Question écrite n° 07693 de Mme Christine Lavarde (Hauts-de-Seine - Les Républicains)

publiée dans le JO Sénat du 15/11/2018 - page 5785

Mme Christine Lavarde attire l'attention de Mme la ministre, auprès du ministre d'État, ministre de la transition écologique et solidaire, chargée des transports sur le retard de l'État dans la mise en œuvre du contrat de plan État-région signé avec la région Île-de-France. Ainsi, plus de 50 M€ ont manqué en 2017. Pour ne pas retarder les opérations prêtes à être lancées, dans un contexte où les investissements en matière de transport dans la région-capitale sont criants, la région a compensé cette absence de l'État. En 2018, ce sont les régions Île-de-France et Grand Est ainsi que le département de Seine-et-Marne qui ont pallié la démobilisation de l'État à hauteur de 40 M€ pour l'électrification de la ligne Paris-Provins-Troyes. L'année 2019 s'inscrit dans la lignée des exercices précédents : les crédits inscrits dans le projet n° 1255 (Assemblée nationale, XVe législature) de loi de finances pour 2019 sont inférieurs de 90 M€ aux engagements pris antérieurement par l'État.
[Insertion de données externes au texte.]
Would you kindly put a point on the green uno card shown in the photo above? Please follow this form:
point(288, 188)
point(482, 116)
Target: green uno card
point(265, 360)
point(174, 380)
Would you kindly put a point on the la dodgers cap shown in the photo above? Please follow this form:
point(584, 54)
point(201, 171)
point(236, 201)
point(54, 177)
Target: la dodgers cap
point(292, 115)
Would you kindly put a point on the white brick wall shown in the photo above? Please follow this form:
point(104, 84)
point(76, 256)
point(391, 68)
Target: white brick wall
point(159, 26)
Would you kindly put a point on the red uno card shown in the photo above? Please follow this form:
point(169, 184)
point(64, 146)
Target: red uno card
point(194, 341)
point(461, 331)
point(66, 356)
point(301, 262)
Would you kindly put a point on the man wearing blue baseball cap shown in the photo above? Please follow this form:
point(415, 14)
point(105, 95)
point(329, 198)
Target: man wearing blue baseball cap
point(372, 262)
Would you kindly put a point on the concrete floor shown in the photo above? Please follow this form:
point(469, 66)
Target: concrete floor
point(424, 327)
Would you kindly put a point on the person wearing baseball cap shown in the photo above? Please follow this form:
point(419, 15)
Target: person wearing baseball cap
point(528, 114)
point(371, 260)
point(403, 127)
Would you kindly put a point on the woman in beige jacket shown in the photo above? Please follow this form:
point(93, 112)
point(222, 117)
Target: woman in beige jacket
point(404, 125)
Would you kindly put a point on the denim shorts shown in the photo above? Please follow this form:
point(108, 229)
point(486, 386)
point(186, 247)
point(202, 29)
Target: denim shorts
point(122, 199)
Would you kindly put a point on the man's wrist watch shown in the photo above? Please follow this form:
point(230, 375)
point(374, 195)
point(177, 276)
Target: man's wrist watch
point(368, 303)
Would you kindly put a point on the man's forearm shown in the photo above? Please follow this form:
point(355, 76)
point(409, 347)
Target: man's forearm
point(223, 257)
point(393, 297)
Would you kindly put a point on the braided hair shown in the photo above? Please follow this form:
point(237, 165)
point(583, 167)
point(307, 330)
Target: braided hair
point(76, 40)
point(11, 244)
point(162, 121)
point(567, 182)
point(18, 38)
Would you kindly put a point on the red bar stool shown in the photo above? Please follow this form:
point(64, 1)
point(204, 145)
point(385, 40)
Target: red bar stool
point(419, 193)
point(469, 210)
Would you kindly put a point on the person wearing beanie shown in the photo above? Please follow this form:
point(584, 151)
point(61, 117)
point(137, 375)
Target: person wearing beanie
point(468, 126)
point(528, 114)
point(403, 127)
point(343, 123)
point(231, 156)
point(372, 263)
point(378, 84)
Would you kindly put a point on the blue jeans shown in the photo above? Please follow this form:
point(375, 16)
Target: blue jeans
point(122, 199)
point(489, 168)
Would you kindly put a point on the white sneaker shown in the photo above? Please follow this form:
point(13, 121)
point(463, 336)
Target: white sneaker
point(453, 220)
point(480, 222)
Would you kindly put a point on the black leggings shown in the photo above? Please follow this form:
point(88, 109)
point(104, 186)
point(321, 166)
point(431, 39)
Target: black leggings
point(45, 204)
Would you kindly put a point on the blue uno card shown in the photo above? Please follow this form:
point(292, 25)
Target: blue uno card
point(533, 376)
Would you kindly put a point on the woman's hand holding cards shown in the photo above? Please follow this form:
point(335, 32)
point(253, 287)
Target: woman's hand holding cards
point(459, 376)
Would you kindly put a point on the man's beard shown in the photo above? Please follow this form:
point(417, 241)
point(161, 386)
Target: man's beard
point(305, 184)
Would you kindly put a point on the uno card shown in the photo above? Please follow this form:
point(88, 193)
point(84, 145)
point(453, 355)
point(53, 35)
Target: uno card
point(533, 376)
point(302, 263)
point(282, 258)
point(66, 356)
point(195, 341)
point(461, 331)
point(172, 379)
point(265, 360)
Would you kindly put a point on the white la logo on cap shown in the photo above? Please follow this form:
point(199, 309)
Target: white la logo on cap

De lourdes incertitudes pèsent sur plusieurs opérations de transport dans les Hauts-de-Seine : prolongement d'Eole ; amélioration de la régularité des RER A, B et C et des lignes J et L des transiliens ; amélioration des transiliens N et U ; prolongement du tramway T1 entre Asnières et Colombes ; création du tramway T10 entre Antony et Clamart. Ce désengagement est incompréhensible alors que le Gouvernement augmente massivement la fiscalité sur les produits énergétiques pour financer la transition écologique. Ces projets sont structurants pour l'avenir. Ainsi la prolongation du tramway T1 doit permettre de désenclaver les quartiers nord de la ville de Colombes, dont le quartier des Fossés-Jean qui bénéficie d'un programme de rénovation urbaine et des dispositifs de soutien aux quartiers prioritaires en matière de sécurité urbaine, d'éducation et de la politique de la ville. La transformation des friches industrielles des ex-usines Thalès s'articule autour de cette future infrastructure. Cette extension doit également rendre accessible, grâce à une interconnexion avec le tramway T2, la ligne 13 du métro et le transilien, le stade Yves du Manoir qui accueillera les épreuves de hockey-sur-gazon des jeux olympiques de 2024. Elle lui demande de rassurer les élus des Hauts-de-Seine quant à la persistance de l'engagement de l'État aux côtés de la région et du département dans le financement des infrastructures de transport du quotidien.



En attente de réponse du Ministère auprès du ministre d'État, ministre de la transition écologique et solidaire, chargé des transports.